Menurut Maman, penertiban ini tidak hanya bertujuan memberantas praktik ilegal, tetapi juga mengarahkan pedagang agar beralih ke produk UMKM. Ia menyebut peluang akses pembiayaan melalui Kredit Usaha Rakyat (KUR) sangat terbuka bagi pedagang yang ingin melakukan transisi.

Dalam penjelasannya, Maman menilai pangkal persoalan thrifting berada pada derasnya impor barang bekas dan masuknya barang tanpa label atau white label.

Ia menekankan pentingnya menutup “hulunya” terlebih dahulu agar pasar menjadi bersih dan lebih sehat bagi produk lokal.

Maman juga menjelaskan bahwa konsistensi kebijakan pemerintah memegang peran penting dalam proses ini. Ia meminta seluruh pemangku kepentingan berkomitmen menjalankan aturan secara berkelanjutan.

“Kata kuncinya adalah konsistensi,” kata Maman.

Meski demikian, peralihan pedagang thrifting ke UMKM belum dapat ditargetkan secara spesifik. Prosesnya masih dalam tahap komunikasi mendalam antara pemerintah dan asosiasi pedagang. Maman menyebut intensitas pembahasan akan terus ditingkatkan.

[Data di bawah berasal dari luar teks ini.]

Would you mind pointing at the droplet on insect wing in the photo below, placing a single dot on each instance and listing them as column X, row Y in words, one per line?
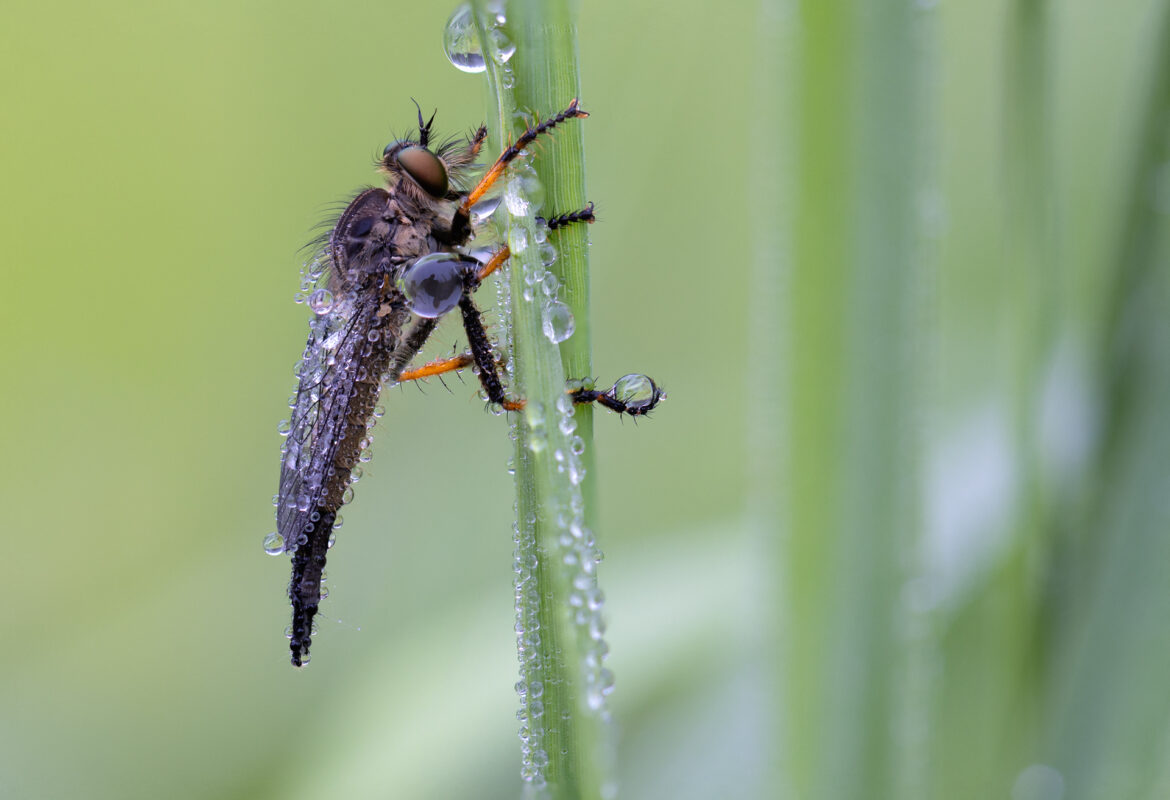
column 321, row 302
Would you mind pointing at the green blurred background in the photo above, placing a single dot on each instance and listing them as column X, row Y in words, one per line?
column 162, row 166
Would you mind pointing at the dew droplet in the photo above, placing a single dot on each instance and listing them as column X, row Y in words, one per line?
column 460, row 41
column 274, row 544
column 321, row 302
column 557, row 321
column 433, row 284
column 483, row 209
column 523, row 193
column 637, row 391
column 517, row 240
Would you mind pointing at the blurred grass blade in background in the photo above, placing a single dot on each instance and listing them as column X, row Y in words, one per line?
column 1107, row 729
column 846, row 394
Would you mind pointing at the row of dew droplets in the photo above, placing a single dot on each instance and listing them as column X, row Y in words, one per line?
column 573, row 554
column 461, row 43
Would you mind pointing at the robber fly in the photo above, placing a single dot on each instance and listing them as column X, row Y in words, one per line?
column 392, row 266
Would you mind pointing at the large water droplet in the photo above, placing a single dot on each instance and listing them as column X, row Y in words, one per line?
column 433, row 284
column 461, row 43
column 557, row 321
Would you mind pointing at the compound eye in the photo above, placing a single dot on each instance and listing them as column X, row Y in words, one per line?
column 433, row 284
column 425, row 169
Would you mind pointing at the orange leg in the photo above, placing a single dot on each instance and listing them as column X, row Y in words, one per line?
column 436, row 367
column 494, row 263
column 493, row 174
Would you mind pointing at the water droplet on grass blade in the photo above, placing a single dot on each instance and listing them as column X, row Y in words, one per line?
column 461, row 42
column 557, row 321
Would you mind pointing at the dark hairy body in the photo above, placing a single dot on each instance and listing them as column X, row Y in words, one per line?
column 392, row 267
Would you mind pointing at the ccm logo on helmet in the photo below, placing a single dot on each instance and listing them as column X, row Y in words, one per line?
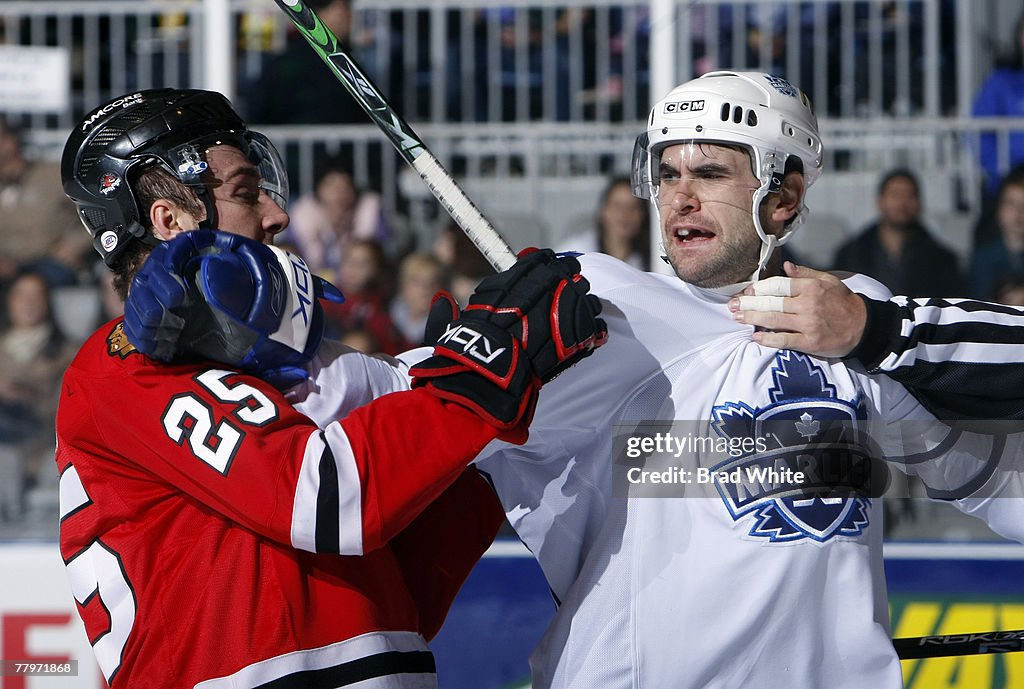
column 684, row 106
column 132, row 99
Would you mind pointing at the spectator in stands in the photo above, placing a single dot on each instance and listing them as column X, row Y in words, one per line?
column 38, row 224
column 1000, row 95
column 364, row 282
column 465, row 264
column 33, row 356
column 622, row 226
column 897, row 249
column 420, row 276
column 335, row 215
column 1003, row 256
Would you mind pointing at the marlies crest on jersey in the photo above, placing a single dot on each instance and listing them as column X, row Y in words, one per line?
column 809, row 430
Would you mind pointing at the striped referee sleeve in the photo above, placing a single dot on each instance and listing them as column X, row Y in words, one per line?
column 962, row 358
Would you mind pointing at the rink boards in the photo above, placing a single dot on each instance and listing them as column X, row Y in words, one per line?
column 501, row 613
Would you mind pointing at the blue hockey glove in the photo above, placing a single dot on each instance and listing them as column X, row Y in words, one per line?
column 222, row 297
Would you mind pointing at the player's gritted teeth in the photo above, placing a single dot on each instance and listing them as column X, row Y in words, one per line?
column 689, row 234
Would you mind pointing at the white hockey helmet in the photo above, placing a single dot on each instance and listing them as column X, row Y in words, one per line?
column 766, row 115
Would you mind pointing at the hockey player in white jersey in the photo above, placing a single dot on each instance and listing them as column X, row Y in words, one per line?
column 686, row 585
column 719, row 586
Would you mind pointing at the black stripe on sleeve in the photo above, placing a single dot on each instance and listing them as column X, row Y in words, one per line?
column 382, row 664
column 328, row 504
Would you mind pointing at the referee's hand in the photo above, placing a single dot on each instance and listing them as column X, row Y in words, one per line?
column 809, row 310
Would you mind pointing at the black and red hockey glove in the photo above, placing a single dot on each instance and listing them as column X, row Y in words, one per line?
column 521, row 328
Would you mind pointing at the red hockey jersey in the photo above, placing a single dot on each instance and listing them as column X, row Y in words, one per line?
column 214, row 536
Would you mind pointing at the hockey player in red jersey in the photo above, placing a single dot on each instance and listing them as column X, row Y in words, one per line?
column 217, row 533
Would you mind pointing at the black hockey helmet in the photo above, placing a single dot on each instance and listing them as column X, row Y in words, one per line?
column 115, row 142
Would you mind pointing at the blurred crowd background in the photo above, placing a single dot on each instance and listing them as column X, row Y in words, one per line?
column 534, row 105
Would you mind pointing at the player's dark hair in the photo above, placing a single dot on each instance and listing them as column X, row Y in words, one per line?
column 153, row 183
column 640, row 244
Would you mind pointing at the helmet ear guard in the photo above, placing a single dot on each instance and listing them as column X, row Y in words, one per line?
column 114, row 143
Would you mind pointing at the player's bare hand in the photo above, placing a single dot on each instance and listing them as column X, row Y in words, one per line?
column 809, row 310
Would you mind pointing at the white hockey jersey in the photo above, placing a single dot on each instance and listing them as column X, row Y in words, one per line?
column 710, row 588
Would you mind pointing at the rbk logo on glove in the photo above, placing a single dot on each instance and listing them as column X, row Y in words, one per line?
column 474, row 343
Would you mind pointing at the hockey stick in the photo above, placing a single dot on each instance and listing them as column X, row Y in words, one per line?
column 412, row 147
column 960, row 644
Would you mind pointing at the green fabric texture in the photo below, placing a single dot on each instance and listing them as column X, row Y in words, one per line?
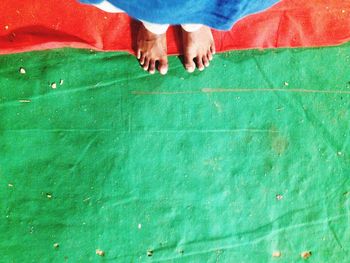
column 247, row 161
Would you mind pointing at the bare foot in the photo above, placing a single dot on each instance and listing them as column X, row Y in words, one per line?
column 199, row 47
column 152, row 51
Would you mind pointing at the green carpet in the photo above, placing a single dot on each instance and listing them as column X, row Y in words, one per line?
column 247, row 161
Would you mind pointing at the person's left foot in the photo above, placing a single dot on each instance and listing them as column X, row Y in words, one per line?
column 199, row 48
column 152, row 51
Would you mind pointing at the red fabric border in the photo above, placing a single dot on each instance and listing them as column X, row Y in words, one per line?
column 34, row 25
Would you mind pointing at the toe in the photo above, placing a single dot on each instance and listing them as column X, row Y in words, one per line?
column 210, row 56
column 146, row 64
column 189, row 64
column 205, row 61
column 163, row 65
column 142, row 59
column 199, row 62
column 152, row 66
column 138, row 54
column 212, row 49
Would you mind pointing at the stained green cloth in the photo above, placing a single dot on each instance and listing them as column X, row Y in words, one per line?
column 247, row 161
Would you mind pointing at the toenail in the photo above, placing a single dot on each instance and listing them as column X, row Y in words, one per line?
column 163, row 71
column 190, row 70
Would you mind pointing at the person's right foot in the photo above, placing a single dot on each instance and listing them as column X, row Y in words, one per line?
column 152, row 51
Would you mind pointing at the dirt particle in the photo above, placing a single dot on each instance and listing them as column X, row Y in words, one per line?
column 279, row 197
column 276, row 254
column 306, row 254
column 100, row 252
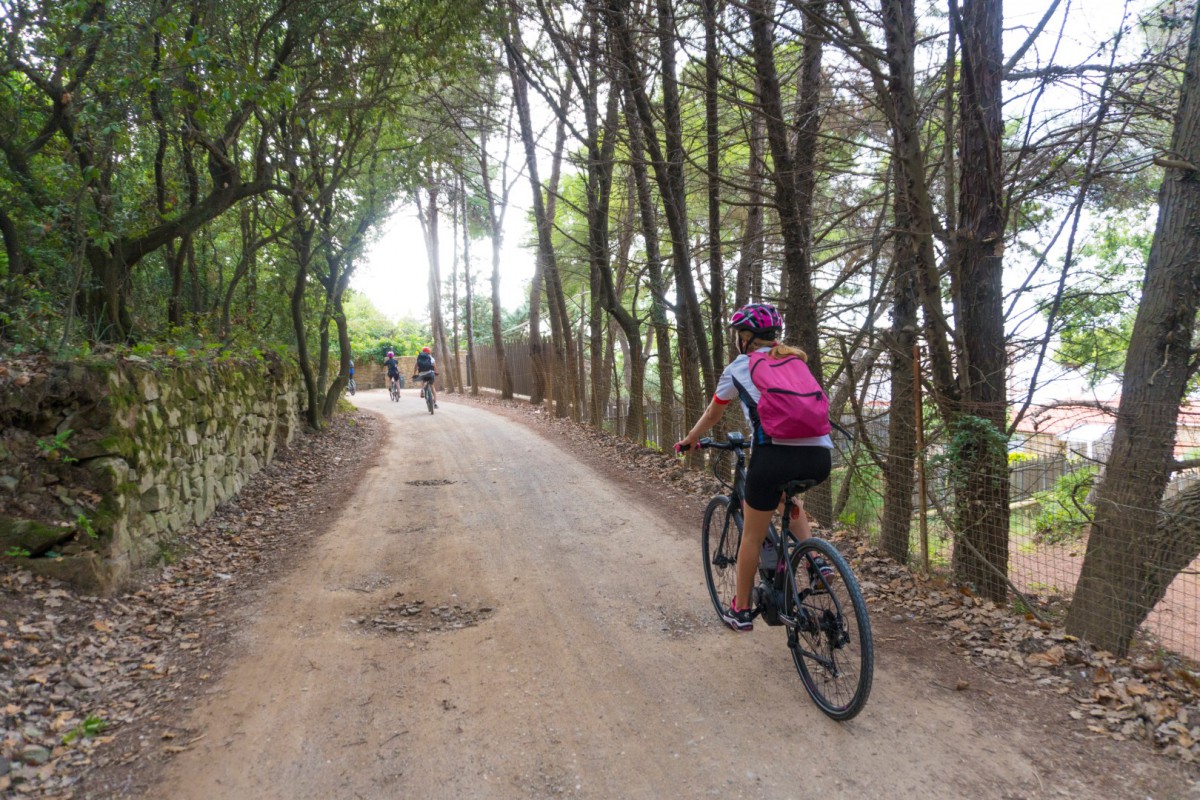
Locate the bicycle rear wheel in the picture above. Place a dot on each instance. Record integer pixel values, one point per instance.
(829, 632)
(720, 539)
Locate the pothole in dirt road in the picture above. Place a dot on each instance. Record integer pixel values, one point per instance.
(418, 617)
(366, 584)
(671, 623)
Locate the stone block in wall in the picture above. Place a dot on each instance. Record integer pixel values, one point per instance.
(156, 498)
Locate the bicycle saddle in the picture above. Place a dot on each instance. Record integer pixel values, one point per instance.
(797, 487)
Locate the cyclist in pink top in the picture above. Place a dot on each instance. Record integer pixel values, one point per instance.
(756, 329)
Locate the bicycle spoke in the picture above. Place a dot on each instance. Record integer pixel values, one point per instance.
(720, 537)
(831, 636)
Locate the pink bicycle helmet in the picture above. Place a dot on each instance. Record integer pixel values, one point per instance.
(757, 317)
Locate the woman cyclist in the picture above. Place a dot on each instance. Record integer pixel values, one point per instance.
(393, 368)
(756, 329)
(426, 371)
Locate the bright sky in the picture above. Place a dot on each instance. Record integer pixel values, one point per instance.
(395, 271)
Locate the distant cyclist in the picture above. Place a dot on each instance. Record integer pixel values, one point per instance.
(393, 370)
(426, 370)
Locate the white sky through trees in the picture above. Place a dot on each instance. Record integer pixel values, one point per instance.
(394, 271)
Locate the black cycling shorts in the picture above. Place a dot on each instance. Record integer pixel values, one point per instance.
(772, 465)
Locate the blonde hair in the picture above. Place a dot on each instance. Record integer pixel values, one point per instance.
(778, 349)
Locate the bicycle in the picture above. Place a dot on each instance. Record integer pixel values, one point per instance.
(828, 630)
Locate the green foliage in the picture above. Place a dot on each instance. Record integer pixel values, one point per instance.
(1065, 512)
(90, 727)
(84, 523)
(973, 444)
(1099, 304)
(864, 501)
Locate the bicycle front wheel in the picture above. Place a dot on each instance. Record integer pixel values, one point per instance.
(720, 539)
(829, 632)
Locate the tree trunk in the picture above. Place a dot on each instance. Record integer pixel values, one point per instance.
(649, 226)
(748, 288)
(495, 217)
(469, 299)
(561, 329)
(713, 145)
(981, 551)
(899, 26)
(1134, 549)
(795, 178)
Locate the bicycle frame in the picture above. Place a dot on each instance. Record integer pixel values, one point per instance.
(783, 539)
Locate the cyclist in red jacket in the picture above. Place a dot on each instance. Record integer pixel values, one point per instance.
(756, 328)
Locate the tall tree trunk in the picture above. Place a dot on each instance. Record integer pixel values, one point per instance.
(496, 227)
(900, 24)
(981, 551)
(559, 320)
(303, 248)
(1134, 549)
(669, 176)
(795, 178)
(456, 360)
(469, 298)
(429, 217)
(649, 226)
(712, 145)
(749, 277)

Selain itu, ia menilai masuknya barang white label menjadi tantangan baru bagi UMKM karena volume dan ragam produknya lebih besar dibanding barang bekas impor. Dengan regulasi yang masih abu-abu, Maman mengakui perlunya koordinasi lintas kementerian.

Secara keseluruhan, langkah ini diarahkan untuk memperkuat ekosistem UMKM domestik dan menciptakan pasar yang lebih kompetitif bagi produk lokal. Pemerintah berharap strategi komprehensif ini dapat menjaga keberlanjutan ekonomi masyarakat sekaligus memperkuat ketahanan industri nasional.